# VW DC conversion to AC and the comparison



## JRoque (Mar 9, 2010)

Hey Crusin. That's about the neatest VW bug installation I've seen. Great work.

Ok, I'm confused on some of your points above.

- The AC motor is noisier than the DC? I would have guessed the other way around. I have a fairly large 3PH AC motor in the garage and it's dead quiet.

- AC shouldn't be used with clutchless setups? I certainly thought the exact opposite. Is it because the regen drags down the shifter? If so, this is another good reason for never, ever regen on decel but only proportional to brake pedal application (which the controller supports).

I'm sounding like a broken record but, got 0-60 figures for each DC vs AC setups? I know it's apples and oranges since one's 2kA and the other 650A. Did you have to change the bus voltage as well?

IMHO, this conversion seemed unnecessary for the most part since you're losing power for little gain but I appreciate your going the extra mile to use what you sell, thanks. Please keep the thread updated with differences between the two system. For example, how much quicker, if any, can you pass on the highway now with the AC system?

JR


----------



## cruisin (Jun 3, 2009)

You made a good point and that is that a clutchless needs to have 0 regeneration on throttle off. I will reprogram the controller and see if
that solves the clutchless shifting problem. Also, the noise is in the very low RPM under high power and of course in regeneration at very low speeds. The real advantage in tis setup is the controller which does a much better job than the kelly. I found the Kelly's control of the motor at lstart up was unpredictable and harsh.

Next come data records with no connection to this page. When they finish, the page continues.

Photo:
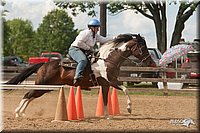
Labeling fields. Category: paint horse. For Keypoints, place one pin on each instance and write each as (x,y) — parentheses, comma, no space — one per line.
(106,70)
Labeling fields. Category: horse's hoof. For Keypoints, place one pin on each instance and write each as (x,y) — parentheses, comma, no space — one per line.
(23,114)
(17,115)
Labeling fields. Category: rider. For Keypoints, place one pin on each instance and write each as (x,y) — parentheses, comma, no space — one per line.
(85,42)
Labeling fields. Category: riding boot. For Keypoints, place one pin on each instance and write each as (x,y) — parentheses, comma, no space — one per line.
(78,81)
(93,79)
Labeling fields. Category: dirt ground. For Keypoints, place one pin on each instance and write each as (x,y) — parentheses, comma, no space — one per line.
(150,113)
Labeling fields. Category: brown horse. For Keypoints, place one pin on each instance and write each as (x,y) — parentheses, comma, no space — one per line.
(106,70)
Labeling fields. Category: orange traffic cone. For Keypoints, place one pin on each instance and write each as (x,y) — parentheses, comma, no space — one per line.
(115,102)
(110,111)
(71,106)
(61,110)
(100,104)
(79,105)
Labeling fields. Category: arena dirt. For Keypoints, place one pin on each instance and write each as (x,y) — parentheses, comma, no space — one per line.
(150,113)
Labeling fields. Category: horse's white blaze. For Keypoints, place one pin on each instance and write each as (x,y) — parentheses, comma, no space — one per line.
(122,47)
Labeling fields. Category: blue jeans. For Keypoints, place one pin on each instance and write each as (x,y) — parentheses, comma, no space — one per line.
(80,58)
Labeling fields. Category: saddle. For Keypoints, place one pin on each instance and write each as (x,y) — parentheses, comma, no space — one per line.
(70,63)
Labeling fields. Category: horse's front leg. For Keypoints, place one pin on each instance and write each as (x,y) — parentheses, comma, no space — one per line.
(125,90)
(105,88)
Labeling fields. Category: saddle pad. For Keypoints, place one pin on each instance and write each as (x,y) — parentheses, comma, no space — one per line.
(68,62)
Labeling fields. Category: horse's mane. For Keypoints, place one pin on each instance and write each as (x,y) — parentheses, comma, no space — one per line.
(116,43)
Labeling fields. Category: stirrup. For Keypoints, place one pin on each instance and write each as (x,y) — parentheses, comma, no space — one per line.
(93,79)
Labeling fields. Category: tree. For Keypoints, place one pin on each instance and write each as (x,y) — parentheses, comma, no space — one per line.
(18,35)
(55,33)
(184,12)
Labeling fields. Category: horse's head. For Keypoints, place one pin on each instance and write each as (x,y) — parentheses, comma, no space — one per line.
(135,45)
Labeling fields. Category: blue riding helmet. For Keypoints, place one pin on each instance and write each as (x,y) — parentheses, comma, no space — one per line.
(94,23)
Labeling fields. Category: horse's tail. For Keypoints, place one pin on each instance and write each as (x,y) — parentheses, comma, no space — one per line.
(24,74)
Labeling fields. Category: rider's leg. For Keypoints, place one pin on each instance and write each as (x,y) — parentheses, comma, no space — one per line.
(81,59)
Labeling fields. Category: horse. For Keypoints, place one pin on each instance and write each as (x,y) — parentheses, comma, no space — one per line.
(106,70)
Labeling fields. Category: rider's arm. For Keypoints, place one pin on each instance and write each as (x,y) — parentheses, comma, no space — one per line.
(81,40)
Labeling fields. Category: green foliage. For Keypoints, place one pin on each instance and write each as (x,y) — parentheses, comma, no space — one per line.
(55,33)
(17,37)
(77,7)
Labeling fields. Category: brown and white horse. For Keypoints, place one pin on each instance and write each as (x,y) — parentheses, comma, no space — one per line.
(106,70)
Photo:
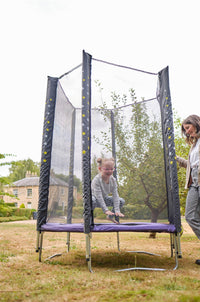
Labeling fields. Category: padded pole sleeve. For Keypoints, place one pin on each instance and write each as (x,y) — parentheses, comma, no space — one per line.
(46,151)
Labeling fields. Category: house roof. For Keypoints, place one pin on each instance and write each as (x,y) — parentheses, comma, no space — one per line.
(34,181)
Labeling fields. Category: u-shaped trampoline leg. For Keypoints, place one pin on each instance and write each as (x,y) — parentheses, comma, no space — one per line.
(88,252)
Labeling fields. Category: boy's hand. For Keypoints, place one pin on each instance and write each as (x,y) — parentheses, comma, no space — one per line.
(109,213)
(119,214)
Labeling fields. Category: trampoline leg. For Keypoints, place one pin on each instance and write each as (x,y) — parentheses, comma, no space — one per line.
(40,246)
(37,242)
(68,242)
(178,241)
(172,243)
(176,251)
(88,251)
(118,243)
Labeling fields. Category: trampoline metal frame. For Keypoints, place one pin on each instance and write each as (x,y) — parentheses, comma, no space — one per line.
(174,245)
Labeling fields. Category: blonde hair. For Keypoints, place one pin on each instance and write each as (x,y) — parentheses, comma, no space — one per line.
(195,121)
(102,161)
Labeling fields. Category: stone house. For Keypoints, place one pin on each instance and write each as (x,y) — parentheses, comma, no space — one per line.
(27,191)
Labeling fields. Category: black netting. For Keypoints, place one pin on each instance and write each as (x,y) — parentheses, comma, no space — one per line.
(104,110)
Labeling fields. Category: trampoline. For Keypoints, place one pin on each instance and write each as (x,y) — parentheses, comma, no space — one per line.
(96,109)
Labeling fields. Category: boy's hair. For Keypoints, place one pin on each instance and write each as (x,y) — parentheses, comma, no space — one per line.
(103,160)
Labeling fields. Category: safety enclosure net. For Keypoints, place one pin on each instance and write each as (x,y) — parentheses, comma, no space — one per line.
(100,109)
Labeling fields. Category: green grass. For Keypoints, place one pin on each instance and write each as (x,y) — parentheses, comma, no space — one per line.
(66,278)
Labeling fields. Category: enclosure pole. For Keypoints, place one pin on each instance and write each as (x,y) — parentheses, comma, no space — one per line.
(46,151)
(112,118)
(86,141)
(164,99)
(71,170)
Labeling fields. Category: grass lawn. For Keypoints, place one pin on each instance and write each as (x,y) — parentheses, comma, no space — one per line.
(66,278)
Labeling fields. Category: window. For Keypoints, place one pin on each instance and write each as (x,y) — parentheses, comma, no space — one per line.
(15,192)
(29,192)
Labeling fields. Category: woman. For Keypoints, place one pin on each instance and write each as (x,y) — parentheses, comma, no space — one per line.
(190,129)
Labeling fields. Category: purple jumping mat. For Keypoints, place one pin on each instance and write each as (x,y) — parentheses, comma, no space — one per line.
(110,227)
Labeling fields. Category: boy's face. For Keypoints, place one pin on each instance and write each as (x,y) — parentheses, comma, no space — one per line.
(107,168)
(190,130)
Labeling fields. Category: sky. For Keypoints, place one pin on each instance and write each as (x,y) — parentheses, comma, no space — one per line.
(41,38)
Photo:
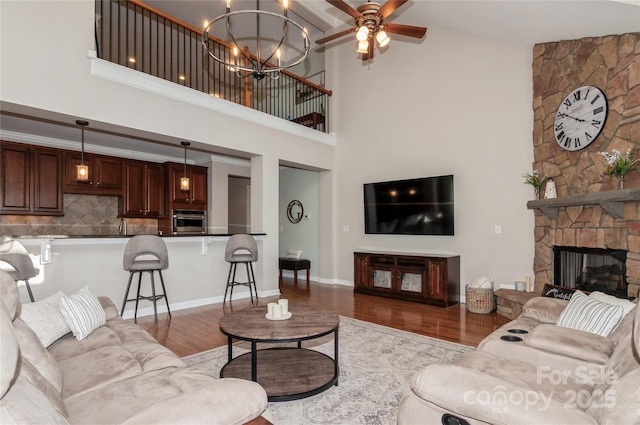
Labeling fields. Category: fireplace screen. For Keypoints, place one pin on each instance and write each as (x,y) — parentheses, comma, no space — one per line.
(591,269)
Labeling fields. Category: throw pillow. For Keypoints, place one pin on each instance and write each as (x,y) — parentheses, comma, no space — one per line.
(294,254)
(45,319)
(590,315)
(82,312)
(627,305)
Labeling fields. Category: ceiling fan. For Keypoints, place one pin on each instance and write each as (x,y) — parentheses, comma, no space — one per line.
(369,24)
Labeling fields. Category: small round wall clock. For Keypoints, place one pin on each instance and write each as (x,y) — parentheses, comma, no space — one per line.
(580,118)
(295,211)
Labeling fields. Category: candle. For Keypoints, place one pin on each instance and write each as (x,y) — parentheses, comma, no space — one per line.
(284,304)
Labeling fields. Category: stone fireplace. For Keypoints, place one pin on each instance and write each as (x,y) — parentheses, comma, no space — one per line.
(589,212)
(591,269)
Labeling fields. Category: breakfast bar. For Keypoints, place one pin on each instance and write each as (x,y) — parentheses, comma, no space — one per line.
(196,274)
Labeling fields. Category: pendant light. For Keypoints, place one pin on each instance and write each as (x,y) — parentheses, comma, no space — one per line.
(184,181)
(82,171)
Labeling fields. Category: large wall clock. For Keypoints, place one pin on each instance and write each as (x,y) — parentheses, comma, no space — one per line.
(580,118)
(295,211)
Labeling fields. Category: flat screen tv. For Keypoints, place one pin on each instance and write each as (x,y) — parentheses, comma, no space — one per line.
(421,206)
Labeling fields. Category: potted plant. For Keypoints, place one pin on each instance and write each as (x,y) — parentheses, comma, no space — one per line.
(618,164)
(535,180)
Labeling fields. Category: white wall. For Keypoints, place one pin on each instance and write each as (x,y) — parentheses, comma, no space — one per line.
(453,104)
(303,186)
(59,82)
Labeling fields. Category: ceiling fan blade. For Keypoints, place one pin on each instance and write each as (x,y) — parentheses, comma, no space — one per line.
(340,4)
(389,7)
(336,35)
(408,30)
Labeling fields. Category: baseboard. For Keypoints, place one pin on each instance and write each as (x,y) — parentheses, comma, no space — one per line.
(162,308)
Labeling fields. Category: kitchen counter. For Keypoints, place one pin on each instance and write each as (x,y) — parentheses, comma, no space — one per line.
(172,235)
(196,275)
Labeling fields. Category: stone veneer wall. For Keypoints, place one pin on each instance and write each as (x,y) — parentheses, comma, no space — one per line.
(84,215)
(611,63)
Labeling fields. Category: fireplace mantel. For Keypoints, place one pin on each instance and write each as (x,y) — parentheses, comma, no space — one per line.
(611,201)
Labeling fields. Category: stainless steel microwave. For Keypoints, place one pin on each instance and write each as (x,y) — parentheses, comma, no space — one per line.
(189,221)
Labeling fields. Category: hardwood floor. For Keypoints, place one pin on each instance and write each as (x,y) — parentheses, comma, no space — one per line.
(194,330)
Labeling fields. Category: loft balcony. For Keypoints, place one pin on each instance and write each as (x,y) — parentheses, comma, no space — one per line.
(134,35)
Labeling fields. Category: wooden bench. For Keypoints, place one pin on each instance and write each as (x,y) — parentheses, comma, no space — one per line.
(295,265)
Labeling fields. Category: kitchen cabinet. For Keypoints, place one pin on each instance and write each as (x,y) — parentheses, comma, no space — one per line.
(196,197)
(143,194)
(31,180)
(432,279)
(105,174)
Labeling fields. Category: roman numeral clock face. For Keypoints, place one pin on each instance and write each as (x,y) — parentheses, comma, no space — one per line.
(580,118)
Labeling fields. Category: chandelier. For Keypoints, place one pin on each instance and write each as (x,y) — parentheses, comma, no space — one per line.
(245,63)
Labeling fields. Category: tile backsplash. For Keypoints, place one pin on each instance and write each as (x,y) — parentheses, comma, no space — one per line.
(84,215)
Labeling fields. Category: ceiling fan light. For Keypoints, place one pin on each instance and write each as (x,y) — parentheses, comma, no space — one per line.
(362,34)
(363,46)
(383,38)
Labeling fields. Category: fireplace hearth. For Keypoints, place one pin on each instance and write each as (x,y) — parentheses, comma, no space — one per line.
(591,269)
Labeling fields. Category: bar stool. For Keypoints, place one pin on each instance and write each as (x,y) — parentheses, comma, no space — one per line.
(241,248)
(14,253)
(145,253)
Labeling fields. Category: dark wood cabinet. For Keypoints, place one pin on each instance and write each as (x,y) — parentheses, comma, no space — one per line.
(196,197)
(105,174)
(414,277)
(31,180)
(143,190)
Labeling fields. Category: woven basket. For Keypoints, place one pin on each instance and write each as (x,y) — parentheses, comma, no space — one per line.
(479,300)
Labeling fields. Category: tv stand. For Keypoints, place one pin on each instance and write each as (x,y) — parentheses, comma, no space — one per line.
(430,279)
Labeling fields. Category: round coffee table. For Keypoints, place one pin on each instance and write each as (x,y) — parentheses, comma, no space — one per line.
(286,373)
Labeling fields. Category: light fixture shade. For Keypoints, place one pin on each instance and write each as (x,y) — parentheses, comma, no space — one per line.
(256,64)
(184,183)
(82,172)
(363,33)
(363,46)
(383,38)
(184,180)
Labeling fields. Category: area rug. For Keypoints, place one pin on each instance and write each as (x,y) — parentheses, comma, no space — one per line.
(376,366)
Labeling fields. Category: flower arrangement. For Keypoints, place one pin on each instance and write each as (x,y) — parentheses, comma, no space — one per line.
(535,180)
(618,164)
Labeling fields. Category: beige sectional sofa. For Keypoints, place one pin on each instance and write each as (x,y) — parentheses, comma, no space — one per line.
(118,374)
(552,375)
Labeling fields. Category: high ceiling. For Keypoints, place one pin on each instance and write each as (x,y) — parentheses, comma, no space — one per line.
(523,23)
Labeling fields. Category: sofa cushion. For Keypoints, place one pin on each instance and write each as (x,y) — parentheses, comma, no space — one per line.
(9,294)
(83,312)
(97,368)
(543,309)
(24,403)
(45,319)
(168,396)
(590,315)
(9,350)
(32,349)
(571,343)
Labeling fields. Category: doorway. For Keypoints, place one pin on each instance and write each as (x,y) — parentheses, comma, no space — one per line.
(239,205)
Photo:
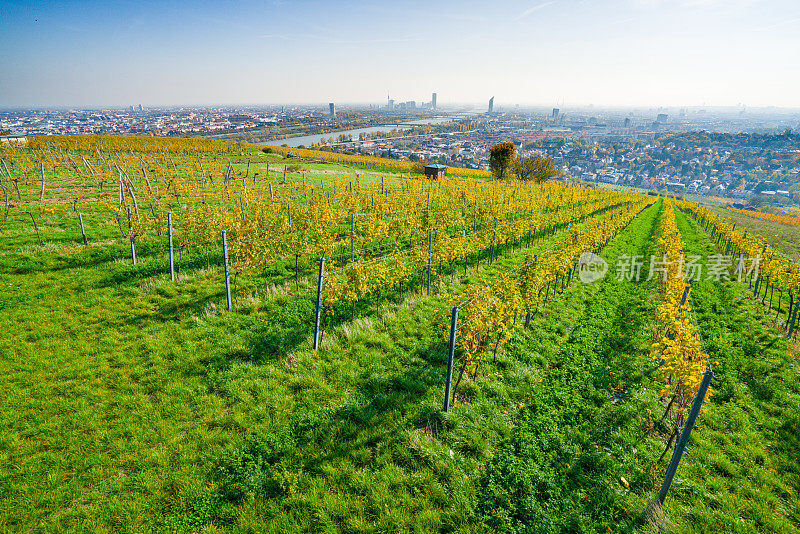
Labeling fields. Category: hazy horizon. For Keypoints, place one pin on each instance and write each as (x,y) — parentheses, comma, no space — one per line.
(565,53)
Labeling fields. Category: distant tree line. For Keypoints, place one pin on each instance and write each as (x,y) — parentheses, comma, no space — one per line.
(505,162)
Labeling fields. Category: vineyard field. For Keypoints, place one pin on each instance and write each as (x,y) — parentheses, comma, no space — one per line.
(133,402)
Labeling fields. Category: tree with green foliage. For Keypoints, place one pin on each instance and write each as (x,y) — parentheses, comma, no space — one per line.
(535,168)
(501,158)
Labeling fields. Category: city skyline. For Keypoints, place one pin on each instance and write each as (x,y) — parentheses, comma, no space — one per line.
(560,53)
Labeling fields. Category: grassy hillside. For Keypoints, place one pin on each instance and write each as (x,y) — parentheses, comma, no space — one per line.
(132,403)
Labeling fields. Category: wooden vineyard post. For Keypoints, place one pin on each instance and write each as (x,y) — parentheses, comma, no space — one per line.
(133,238)
(227,270)
(352,234)
(685,294)
(429,262)
(171,253)
(451,349)
(41,193)
(83,232)
(684,438)
(319,302)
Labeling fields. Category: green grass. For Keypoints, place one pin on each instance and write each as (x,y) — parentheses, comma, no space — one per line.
(132,404)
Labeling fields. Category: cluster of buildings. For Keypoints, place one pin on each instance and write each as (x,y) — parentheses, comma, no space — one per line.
(654,148)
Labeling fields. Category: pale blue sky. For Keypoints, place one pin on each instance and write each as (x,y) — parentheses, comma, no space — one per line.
(604,52)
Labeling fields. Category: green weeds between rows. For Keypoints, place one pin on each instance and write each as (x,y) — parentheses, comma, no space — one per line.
(132,404)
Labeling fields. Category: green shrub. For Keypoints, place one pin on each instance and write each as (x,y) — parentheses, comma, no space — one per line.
(246,471)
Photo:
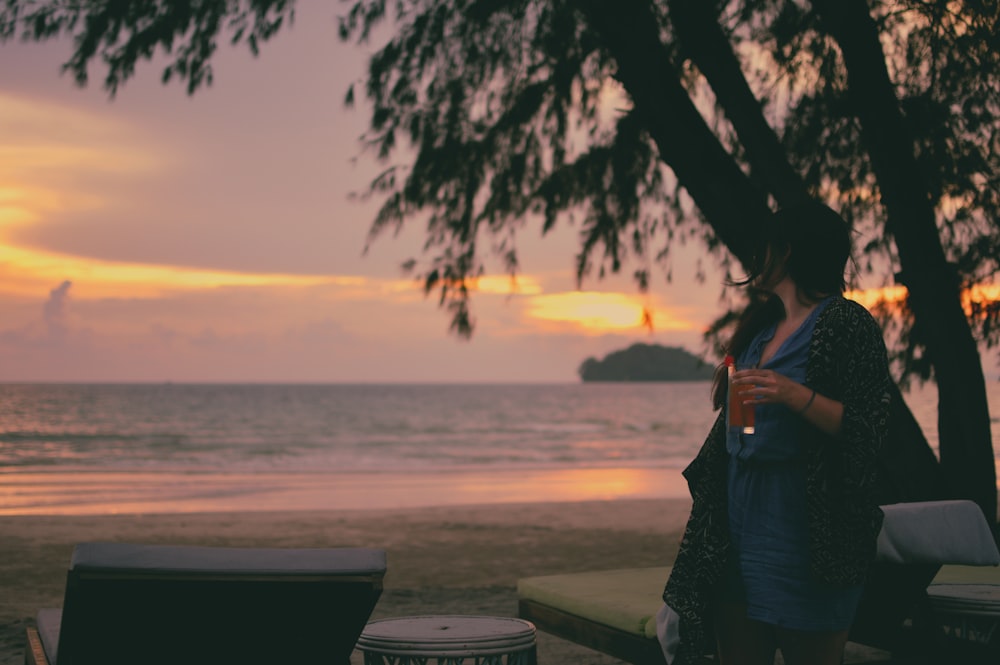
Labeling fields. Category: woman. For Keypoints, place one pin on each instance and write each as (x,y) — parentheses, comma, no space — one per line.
(783,522)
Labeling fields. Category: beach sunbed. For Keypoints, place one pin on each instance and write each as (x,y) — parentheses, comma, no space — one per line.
(615,611)
(611,611)
(159,604)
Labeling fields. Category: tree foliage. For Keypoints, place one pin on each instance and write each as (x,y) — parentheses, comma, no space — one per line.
(650,123)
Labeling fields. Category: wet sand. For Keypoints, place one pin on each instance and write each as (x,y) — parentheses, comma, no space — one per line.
(462,559)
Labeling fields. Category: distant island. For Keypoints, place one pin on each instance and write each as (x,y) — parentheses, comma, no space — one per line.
(647,362)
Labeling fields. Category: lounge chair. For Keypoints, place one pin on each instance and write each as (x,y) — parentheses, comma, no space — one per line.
(615,611)
(155,604)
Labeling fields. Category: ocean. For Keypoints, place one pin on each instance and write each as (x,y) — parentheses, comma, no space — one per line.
(432,439)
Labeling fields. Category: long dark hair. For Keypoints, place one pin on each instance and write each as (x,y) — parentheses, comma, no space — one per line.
(811,244)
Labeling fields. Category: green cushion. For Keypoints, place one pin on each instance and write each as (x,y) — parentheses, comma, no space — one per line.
(968,575)
(624,599)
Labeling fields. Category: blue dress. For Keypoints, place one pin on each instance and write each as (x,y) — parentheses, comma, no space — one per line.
(770,570)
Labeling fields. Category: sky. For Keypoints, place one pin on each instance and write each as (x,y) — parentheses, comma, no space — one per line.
(161,237)
(158,236)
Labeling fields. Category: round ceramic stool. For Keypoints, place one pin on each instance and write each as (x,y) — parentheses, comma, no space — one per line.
(448,640)
(968,611)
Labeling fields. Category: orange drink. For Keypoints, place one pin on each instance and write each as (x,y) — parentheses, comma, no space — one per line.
(740,415)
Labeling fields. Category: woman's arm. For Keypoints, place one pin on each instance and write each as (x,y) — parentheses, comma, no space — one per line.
(770,387)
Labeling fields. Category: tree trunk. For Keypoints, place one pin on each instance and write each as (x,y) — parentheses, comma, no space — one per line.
(908,469)
(698,30)
(734,207)
(966,447)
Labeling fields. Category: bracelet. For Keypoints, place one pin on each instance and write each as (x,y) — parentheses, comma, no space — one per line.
(808,404)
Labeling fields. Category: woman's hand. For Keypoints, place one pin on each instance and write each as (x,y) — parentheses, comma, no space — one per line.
(770,387)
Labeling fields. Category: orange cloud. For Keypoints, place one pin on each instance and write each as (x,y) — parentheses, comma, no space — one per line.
(594,312)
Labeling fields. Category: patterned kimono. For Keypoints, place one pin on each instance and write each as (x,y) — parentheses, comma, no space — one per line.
(847,363)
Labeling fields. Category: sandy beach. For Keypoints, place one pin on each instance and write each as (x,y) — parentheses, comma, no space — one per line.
(441,560)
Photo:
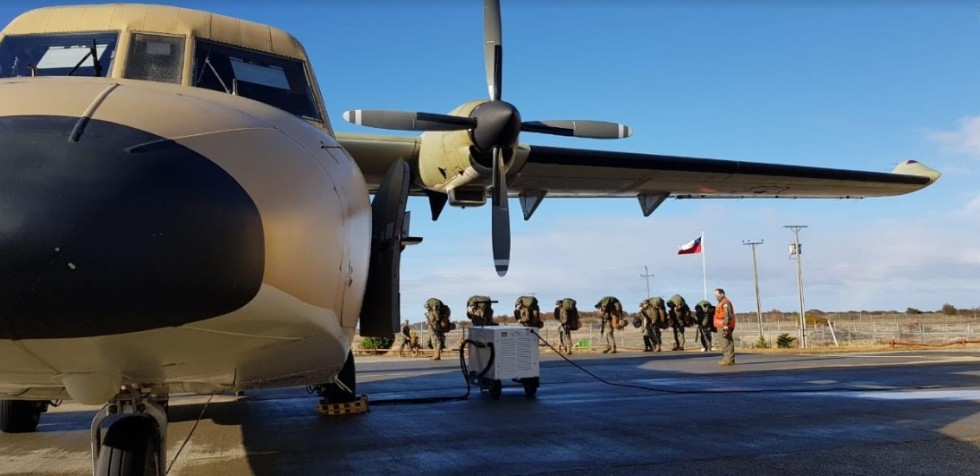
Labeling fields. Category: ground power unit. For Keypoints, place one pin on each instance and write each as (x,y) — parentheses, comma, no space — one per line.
(505,353)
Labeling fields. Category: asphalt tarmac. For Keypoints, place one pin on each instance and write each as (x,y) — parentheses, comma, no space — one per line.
(673,412)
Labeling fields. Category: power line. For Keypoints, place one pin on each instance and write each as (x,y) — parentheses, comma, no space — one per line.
(755,272)
(796,249)
(646,276)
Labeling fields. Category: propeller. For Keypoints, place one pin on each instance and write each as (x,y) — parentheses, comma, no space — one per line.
(494,128)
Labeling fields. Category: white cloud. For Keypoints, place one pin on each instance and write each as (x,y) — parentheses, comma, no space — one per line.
(965,140)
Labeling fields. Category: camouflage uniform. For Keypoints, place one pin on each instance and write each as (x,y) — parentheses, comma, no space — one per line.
(479,310)
(727,328)
(650,309)
(527,312)
(679,315)
(405,336)
(437,338)
(564,333)
(705,314)
(610,316)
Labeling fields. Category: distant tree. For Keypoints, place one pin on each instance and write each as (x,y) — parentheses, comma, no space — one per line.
(784,341)
(377,342)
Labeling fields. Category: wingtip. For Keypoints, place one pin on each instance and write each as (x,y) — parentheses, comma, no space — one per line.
(914,167)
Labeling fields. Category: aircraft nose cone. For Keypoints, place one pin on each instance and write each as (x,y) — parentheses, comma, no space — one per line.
(119,231)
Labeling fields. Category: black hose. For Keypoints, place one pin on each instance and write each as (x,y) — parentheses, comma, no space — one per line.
(467,375)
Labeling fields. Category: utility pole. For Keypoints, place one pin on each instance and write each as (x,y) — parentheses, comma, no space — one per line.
(755,272)
(646,276)
(795,248)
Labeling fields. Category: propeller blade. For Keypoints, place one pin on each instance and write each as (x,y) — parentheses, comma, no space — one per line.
(588,129)
(408,121)
(500,216)
(493,47)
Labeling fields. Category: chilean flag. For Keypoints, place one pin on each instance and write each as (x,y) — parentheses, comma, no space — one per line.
(691,247)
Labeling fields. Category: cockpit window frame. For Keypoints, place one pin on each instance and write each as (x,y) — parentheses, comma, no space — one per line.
(107,69)
(131,36)
(194,75)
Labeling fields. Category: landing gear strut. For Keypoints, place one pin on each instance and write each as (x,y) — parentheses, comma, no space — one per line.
(135,443)
(343,389)
(20,416)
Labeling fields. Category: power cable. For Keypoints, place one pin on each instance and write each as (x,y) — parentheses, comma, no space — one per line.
(191,433)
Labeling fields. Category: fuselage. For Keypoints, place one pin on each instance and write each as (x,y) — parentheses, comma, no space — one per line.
(185,218)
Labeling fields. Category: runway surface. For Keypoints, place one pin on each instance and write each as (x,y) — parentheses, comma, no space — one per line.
(679,412)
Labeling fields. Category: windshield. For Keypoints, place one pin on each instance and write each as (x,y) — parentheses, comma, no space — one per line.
(57,55)
(275,80)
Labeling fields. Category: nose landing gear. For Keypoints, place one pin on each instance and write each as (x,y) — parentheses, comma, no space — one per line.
(134,443)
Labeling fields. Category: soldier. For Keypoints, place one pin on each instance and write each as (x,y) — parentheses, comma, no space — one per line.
(567,316)
(680,316)
(437,315)
(725,322)
(654,314)
(405,336)
(611,311)
(527,312)
(416,345)
(705,315)
(479,311)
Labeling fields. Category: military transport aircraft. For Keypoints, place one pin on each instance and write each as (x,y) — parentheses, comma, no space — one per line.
(177,214)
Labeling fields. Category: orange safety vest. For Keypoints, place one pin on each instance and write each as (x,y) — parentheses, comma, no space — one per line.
(720,313)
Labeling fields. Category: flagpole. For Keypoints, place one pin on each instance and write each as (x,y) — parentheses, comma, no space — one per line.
(704,269)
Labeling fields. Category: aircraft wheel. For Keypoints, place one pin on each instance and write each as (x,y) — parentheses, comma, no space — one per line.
(19,416)
(495,389)
(131,448)
(531,386)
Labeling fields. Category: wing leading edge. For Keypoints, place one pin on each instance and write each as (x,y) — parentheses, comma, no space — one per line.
(591,173)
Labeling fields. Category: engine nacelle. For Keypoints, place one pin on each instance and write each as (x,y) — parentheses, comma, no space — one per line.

After getting a better feel of the AC I will report back on the differances, but would recommend this setup to anybody contemplating a conversion.


----------



## corbin (Apr 6, 2010)

Nice work, Al! I really need to make a trip out to Livermore sometime to check out your car. Especially now that you have this update to the system.

I never did end up installing a blower on my Warp9; it gets warm (80C on hot days and long drive), but seems to be okay.

-corbin


----------



## etischer (Jun 16, 2008)

Nice clean installation, I wouldn't mind trekking out to Livermore to check it out too! How does 0-60 compare DC vs. AC?


----------



## EscapeVelocity (Nov 12, 2010)

You said the AC system seems to use less power. Do you have any Wh/Mile numbers that you can share from the two implementations?


----------



## garyhgaryh (Feb 25, 2010)

Very Nice.


----------